Osaka University of Pharmaceutical Sciences, 4-20-1, Nasahara, Takatsuki, Osaka 569-1094, Japan.
Bioorg Med Chem. 2011 Jun 1;19(11):3372-7. doi: 10.1016/j.bmc.2011.04.036. Epub 2011 Apr 22.
We designed a phenylglycine (Phg)-incorporated ascidiacyclamide (ASC) analogue, cyclo(-Phg-oxazoline-d-Val-thiazole-Ile-oxazoline-d-Val-thiazole- ([Phg]ASC), with the aim of stabilizing the square conformation of ASC through interactions between amino acid side chains. X-ray diffraction analysis showed that [Phg]ASC has a square structure, similar to ASC, in which the sec-butyl group of Ile and the benzene ring of Phg are in close proximity. Consistent with that finding, ¹H NMR experiments revealed significant high-field shifts in the sec-butyl group of Ile, which suggests a potential for CH/π interactions between the sec-butyl group of Ile and the benzene ring of Phg. The CD spectra of [Phg]ASC were less affected by TFE titration or increasing temperature than those of ASC. In addition, [Phg]ASC showed approximately three times greater toxicity toward HL-60 cells than ASC. Thus the potently cytotoxic conformation of [Phg]ASC may be stabilized by CH/π interactions between the side chains of the Ile and Phg residues.

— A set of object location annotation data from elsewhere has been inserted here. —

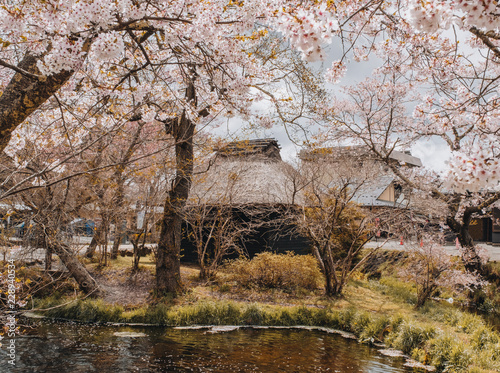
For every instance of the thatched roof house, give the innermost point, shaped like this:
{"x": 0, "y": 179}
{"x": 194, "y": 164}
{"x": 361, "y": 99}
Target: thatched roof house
{"x": 251, "y": 179}
{"x": 244, "y": 172}
{"x": 375, "y": 183}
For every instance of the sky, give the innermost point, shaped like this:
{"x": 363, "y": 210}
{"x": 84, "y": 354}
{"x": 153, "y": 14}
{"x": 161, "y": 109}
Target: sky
{"x": 433, "y": 153}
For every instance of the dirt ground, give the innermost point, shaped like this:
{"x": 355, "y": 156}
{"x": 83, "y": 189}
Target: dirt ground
{"x": 123, "y": 287}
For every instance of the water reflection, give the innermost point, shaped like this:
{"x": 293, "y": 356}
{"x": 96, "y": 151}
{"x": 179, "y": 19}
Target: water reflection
{"x": 82, "y": 348}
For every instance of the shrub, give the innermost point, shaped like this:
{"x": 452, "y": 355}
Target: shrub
{"x": 408, "y": 336}
{"x": 274, "y": 271}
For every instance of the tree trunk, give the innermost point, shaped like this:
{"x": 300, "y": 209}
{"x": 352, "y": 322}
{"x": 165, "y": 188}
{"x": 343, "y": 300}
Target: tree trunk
{"x": 48, "y": 258}
{"x": 168, "y": 275}
{"x": 117, "y": 238}
{"x": 470, "y": 258}
{"x": 77, "y": 270}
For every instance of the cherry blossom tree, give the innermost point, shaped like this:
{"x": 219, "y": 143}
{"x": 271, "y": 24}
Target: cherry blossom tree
{"x": 431, "y": 267}
{"x": 77, "y": 64}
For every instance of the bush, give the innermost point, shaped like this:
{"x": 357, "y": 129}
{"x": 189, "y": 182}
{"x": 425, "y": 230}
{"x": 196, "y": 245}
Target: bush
{"x": 274, "y": 271}
{"x": 408, "y": 336}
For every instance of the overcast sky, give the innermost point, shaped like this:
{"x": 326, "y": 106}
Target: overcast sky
{"x": 434, "y": 153}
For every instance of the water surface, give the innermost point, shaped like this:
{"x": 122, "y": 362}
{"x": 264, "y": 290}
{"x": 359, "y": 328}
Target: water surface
{"x": 67, "y": 347}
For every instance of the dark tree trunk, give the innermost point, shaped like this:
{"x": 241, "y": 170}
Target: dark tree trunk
{"x": 26, "y": 92}
{"x": 96, "y": 241}
{"x": 116, "y": 241}
{"x": 470, "y": 258}
{"x": 168, "y": 276}
{"x": 48, "y": 258}
{"x": 168, "y": 279}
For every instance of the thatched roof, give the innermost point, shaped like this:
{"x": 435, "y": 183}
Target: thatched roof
{"x": 244, "y": 172}
{"x": 249, "y": 150}
{"x": 340, "y": 153}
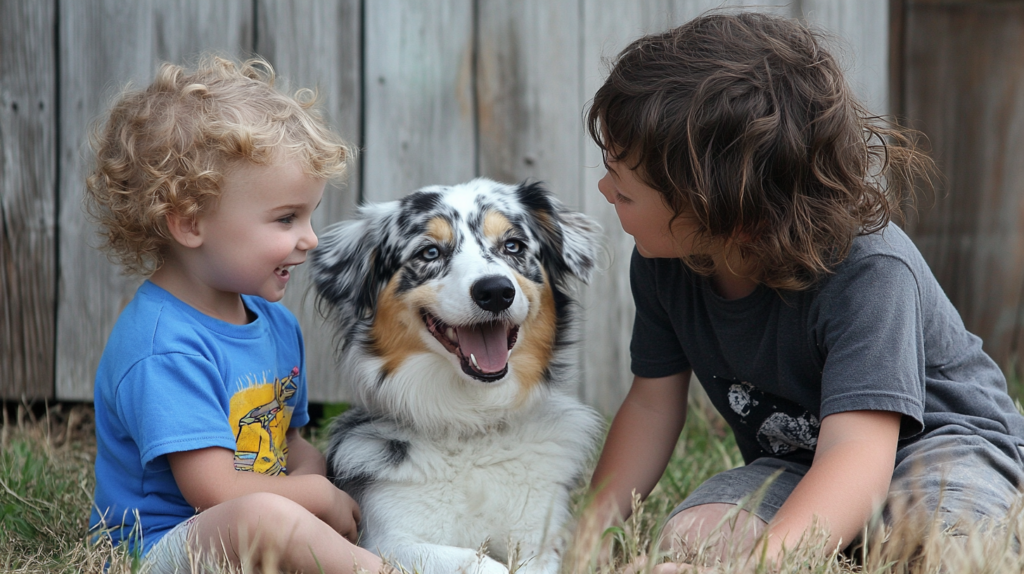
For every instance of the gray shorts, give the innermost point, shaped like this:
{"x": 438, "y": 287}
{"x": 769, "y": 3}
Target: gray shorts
{"x": 947, "y": 476}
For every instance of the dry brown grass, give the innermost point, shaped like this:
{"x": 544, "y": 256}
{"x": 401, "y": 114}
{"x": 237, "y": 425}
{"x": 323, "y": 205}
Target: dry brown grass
{"x": 46, "y": 489}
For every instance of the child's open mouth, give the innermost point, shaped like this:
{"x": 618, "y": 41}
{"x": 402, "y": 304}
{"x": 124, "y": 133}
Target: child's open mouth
{"x": 483, "y": 349}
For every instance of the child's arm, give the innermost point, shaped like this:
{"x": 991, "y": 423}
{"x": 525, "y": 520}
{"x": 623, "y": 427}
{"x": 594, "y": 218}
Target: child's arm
{"x": 639, "y": 444}
{"x": 849, "y": 478}
{"x": 207, "y": 478}
{"x": 303, "y": 458}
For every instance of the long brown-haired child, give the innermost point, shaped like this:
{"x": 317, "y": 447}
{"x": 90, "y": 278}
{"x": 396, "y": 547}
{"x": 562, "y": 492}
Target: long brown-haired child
{"x": 761, "y": 196}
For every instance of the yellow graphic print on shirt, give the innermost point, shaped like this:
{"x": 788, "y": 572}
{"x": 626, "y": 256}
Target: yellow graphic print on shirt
{"x": 260, "y": 418}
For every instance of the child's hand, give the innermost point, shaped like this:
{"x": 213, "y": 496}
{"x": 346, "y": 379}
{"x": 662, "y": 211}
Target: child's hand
{"x": 342, "y": 514}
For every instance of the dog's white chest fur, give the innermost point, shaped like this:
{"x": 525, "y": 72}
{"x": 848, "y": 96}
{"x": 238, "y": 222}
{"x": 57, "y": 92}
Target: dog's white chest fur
{"x": 455, "y": 317}
{"x": 451, "y": 495}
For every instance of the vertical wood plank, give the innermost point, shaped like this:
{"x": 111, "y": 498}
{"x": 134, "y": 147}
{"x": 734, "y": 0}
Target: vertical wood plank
{"x": 317, "y": 44}
{"x": 529, "y": 93}
{"x": 28, "y": 210}
{"x": 420, "y": 106}
{"x": 862, "y": 31}
{"x": 965, "y": 89}
{"x": 102, "y": 45}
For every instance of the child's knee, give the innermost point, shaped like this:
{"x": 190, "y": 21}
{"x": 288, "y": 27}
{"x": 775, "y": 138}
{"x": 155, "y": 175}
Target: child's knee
{"x": 261, "y": 516}
{"x": 711, "y": 523}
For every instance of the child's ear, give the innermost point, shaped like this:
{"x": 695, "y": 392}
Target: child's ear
{"x": 184, "y": 230}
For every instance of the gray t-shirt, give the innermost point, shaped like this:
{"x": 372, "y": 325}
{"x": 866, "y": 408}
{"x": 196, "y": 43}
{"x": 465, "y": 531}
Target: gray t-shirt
{"x": 877, "y": 335}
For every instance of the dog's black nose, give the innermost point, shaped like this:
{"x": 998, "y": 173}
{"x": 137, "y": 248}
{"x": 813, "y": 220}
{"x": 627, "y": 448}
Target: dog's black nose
{"x": 494, "y": 293}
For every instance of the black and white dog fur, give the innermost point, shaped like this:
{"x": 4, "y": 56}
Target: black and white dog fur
{"x": 455, "y": 319}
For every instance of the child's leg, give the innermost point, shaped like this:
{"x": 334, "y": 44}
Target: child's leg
{"x": 722, "y": 529}
{"x": 717, "y": 516}
{"x": 266, "y": 530}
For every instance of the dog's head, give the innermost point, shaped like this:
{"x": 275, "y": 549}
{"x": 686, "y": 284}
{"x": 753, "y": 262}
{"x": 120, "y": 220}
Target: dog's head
{"x": 474, "y": 274}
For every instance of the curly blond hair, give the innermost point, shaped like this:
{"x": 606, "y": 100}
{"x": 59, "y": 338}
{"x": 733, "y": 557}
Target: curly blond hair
{"x": 166, "y": 149}
{"x": 744, "y": 123}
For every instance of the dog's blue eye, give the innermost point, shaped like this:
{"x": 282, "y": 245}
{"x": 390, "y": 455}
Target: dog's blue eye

我们设计了一种苯甘氨酸(Phg)掺入的海鞘素(ASC)类似物,环(Phg-噁唑啉-d-Val-噻唑-Ile-噁唑啉-d-Val-噻唑-([Phg]ASC),旨在通过氨基酸侧链之间的相互作用稳定 ASC 的方形构象。X 射线衍射分析表明,[Phg]ASC 具有类似于 ASC 的方形结构,其中 Ile 的仲丁基和 Phg 的苯环非常接近。与这一发现一致,¹H NMR 实验表明 Ile 的仲丁基发生了显著的高场位移,这表明 Ile 的仲丁基和 Phg 的苯环之间可能存在 CH/π 相互作用。与 ASC 相比,[Phg]ASC 的 CD 光谱受 TFE 滴定或升高温度的影响较小。此外,[Phg]ASC 对 HL-60 细胞的毒性比 ASC 大约强三倍。因此,[Phg]ASC 的强效细胞毒性构象可能通过 Ile 和 Phg 残基的侧链之间的 CH/π 相互作用得到稳定。